I do apologize for not saying hello. Nearly breaking my neck in a stairwell is no reason to forget my manners. It's just like my parents used to say: if all my friends broke their necks in stairwells and then forgot their manners, would I do it too? No, of course not. My apologies again.

I do need to point something out, though, just for future reference. I know we live in a city and all, and you never know who is out to get you, but this IS a pretty secure building, and I had to open a remote-controlled gate and a security door just to earn the privilege of falling all the way down that particular set of stairs. That's one middle-class stairwell, my friend. Really. No need for alarm.

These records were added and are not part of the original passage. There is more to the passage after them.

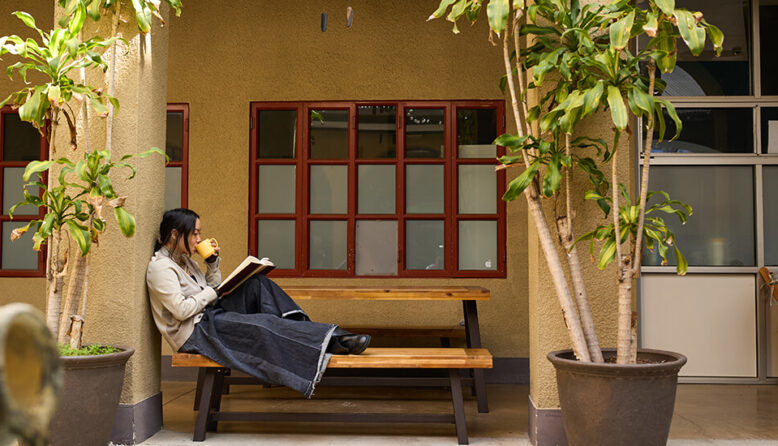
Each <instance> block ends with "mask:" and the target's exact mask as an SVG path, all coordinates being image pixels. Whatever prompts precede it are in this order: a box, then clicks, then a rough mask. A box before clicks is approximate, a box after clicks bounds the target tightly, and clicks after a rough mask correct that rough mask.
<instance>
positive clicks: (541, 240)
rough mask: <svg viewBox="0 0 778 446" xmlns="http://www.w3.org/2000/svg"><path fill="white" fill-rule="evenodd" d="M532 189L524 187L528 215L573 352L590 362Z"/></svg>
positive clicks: (552, 238)
mask: <svg viewBox="0 0 778 446" xmlns="http://www.w3.org/2000/svg"><path fill="white" fill-rule="evenodd" d="M534 190H535V189H534V185H531V186H530V187H528V188H526V189H524V195H525V196H526V198H527V207H528V208H529V212H530V215H532V221H533V222H534V223H535V228H537V231H538V239H539V240H540V246H541V248H542V249H543V255H544V256H545V258H546V264H547V265H548V269H549V271H550V273H551V279H552V281H553V282H554V288H556V293H557V298H558V299H559V305H560V306H561V307H562V316H564V319H565V325H566V326H567V331H568V334H569V335H570V341H571V343H572V345H573V353H575V356H576V357H577V358H578V360H579V361H584V362H591V360H592V359H591V355H589V349H588V347H587V345H586V339H585V337H584V334H583V330H582V329H581V321H580V320H579V319H578V314H577V313H576V308H575V302H574V301H573V297H572V296H571V295H570V290H569V288H568V287H567V279H566V278H565V271H564V269H563V268H562V261H561V260H560V259H559V253H558V252H557V248H556V244H555V243H554V239H553V238H552V236H551V230H550V229H549V227H548V221H547V220H546V217H545V215H544V214H543V208H542V205H541V202H540V197H538V196H537V195H536V194H533V191H534Z"/></svg>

If you're curious (and I'm sure you are, because you just seemed so INVESTED in the situation), let me reassure you that I did eventually manage to get back to my feet, after several minutes. I didn't even cry until I got all the way up to my floor, and even then it was just a few pitiful sniffles--kind of anticlimactic if you ask me. And the massive headache didn't hit until just a few minutes ago. And I'm sure that eventually, my elbow will stop madly aching. These tingling fingers? Don't sweat it. I can type just fine, as you can see! The sensation is actually rather novel.

Nor am I concerned about my bleeding spine, where the edges of the stairs scraped all the skin off through my clothing as I went sliding on by--the wound is clearly superficial, so don't trouble yourself. I'm fine! Really. Bruises are puffing up all over my body, but who hasn't had a bruise or two, or sixteen? I'm sure you were just in a hurry.

No hard feelings! Not like those stairs! Which were REALLY hard! Heh.

Sincerely,
Schnozz
--------
*The pink Skechers that are of little use when their soles are slick with rain. Word to the wise.